Beim Rückbezug allen Rechts auf die Gemeinschaft sollte eine weiteres Merkmal des alten Rechts überwunden werden: die Trennung von Recht und Politik sowie von Recht und Sittlichkeit. Die nach liberalem Staatsverständnis notwendige Differenzierung hatte nun, da das liberale Staatsdenken überwunden und die sittliche Ordnung als Bestandteil des völkischen Zusammenlebens miteinbezogen wurde, seinen eigentlichen Sinn verloren. Alle Erscheinungen und Vorgänge des Lebens sollten nun in der neuen Weltanschauung ihre Grundlage haben.
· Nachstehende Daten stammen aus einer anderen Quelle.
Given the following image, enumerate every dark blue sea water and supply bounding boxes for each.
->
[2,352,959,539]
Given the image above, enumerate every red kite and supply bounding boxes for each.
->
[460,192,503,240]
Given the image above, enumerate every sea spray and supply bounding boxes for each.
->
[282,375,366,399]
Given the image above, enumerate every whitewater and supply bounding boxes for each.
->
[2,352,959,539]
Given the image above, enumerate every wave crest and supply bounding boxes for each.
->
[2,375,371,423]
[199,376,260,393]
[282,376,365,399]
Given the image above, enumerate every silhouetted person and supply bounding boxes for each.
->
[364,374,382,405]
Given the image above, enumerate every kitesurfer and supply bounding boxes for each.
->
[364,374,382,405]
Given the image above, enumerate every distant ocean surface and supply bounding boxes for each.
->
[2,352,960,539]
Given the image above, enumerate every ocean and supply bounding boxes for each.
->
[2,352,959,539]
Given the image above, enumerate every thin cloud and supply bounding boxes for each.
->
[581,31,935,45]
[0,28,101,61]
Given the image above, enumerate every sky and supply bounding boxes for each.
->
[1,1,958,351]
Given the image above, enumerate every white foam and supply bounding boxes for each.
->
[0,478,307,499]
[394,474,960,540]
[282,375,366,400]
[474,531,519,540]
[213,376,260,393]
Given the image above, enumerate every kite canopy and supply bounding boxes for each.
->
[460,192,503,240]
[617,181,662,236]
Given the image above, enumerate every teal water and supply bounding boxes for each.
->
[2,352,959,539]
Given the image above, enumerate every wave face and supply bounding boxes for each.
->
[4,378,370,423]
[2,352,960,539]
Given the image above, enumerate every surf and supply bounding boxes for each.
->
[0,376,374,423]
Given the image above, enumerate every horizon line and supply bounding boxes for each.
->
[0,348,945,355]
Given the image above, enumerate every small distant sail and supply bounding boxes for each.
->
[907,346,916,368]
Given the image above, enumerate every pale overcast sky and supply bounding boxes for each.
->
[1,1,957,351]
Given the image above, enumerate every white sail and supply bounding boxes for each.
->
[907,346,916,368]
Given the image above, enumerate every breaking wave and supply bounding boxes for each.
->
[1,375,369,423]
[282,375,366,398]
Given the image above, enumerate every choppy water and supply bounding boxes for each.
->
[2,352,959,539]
Die NSDAP würde die neue Ordnung nicht aufzwingen, sondern selbst darstellen. Das Gesetz zur Sicherung der Einheit von Partei und Staat vom 1. Dezember 1933 unterstrich diese Vorstellung ausdrücklich (vgl. § 1: ... ist die NSDAP die Trägerin des deutschen Staatsgedankens und mit dem Staate unlöslich verbunden.).

Durch eine systematisch an die Naturrechtsdogmatik angelehnte Berufung auf übergesetzliche Normen wandte sich der Nationalsozialismus damit sowohl gegen eine liberale Gesellschaftsordnung als auch gegen den Normativismus. Die Basis für ein totales Herrschaftssystem war gelegt.

Diese neue Rechtsidee war von rassischen Grundwerten geprägt, Auf spezifische Inhalte dieses neugewonnenen 'Volksgeistes' wird später einzugehen sein. Hervorzuheben ist der aggressive Charakter der neuen Rechtsidee. Daß das Recht nun nur noch die Interessen eines Teils der Bevölkerung - nämlich der deutschen - wahrnehmen sollte, störte nicht im geringsten. Der Weg war frei für zahllose Merksätze wie diesen:

"Recht ist, was dem deutschen Volke nützt, Unrecht, was ihm schadet."

Damit diese Weltanschauung auch wirklich das gesamte Rechtsleben und damit auch das gesamte Volk erfassen würde, mußte nun überprüft werden, welche der alten Begriffe und Methoden den 'neuen Geist' in sich aufzunehmen vermochten oder aber als "schädliche Überbleibsel verworfen" werden mußten. Darauf ist im folgenden einzugehen.

III. Methoden der Rechtserneuerung

Erklärtes Ziel der Rechtsrevolution war eine "Auslegung zur Einlegung der nationalsozialistischen Weltanschauung", die Dienstbarmachung der gesamten Rechtsordnung im Sinne der neuen Staatsideologie. Carl Schmitt stellte diesbezüglich fest:

"Sobald Begriffe wie 'Treu und Glauben', 'gute Sitten' usw. auf das Interesse des Volksganzen bezogen werden, ändert sich in der Tat das gesamte Recht, ohne daß auch nur ein einziges 'positives' Gesetz geändert zu werden brauchte."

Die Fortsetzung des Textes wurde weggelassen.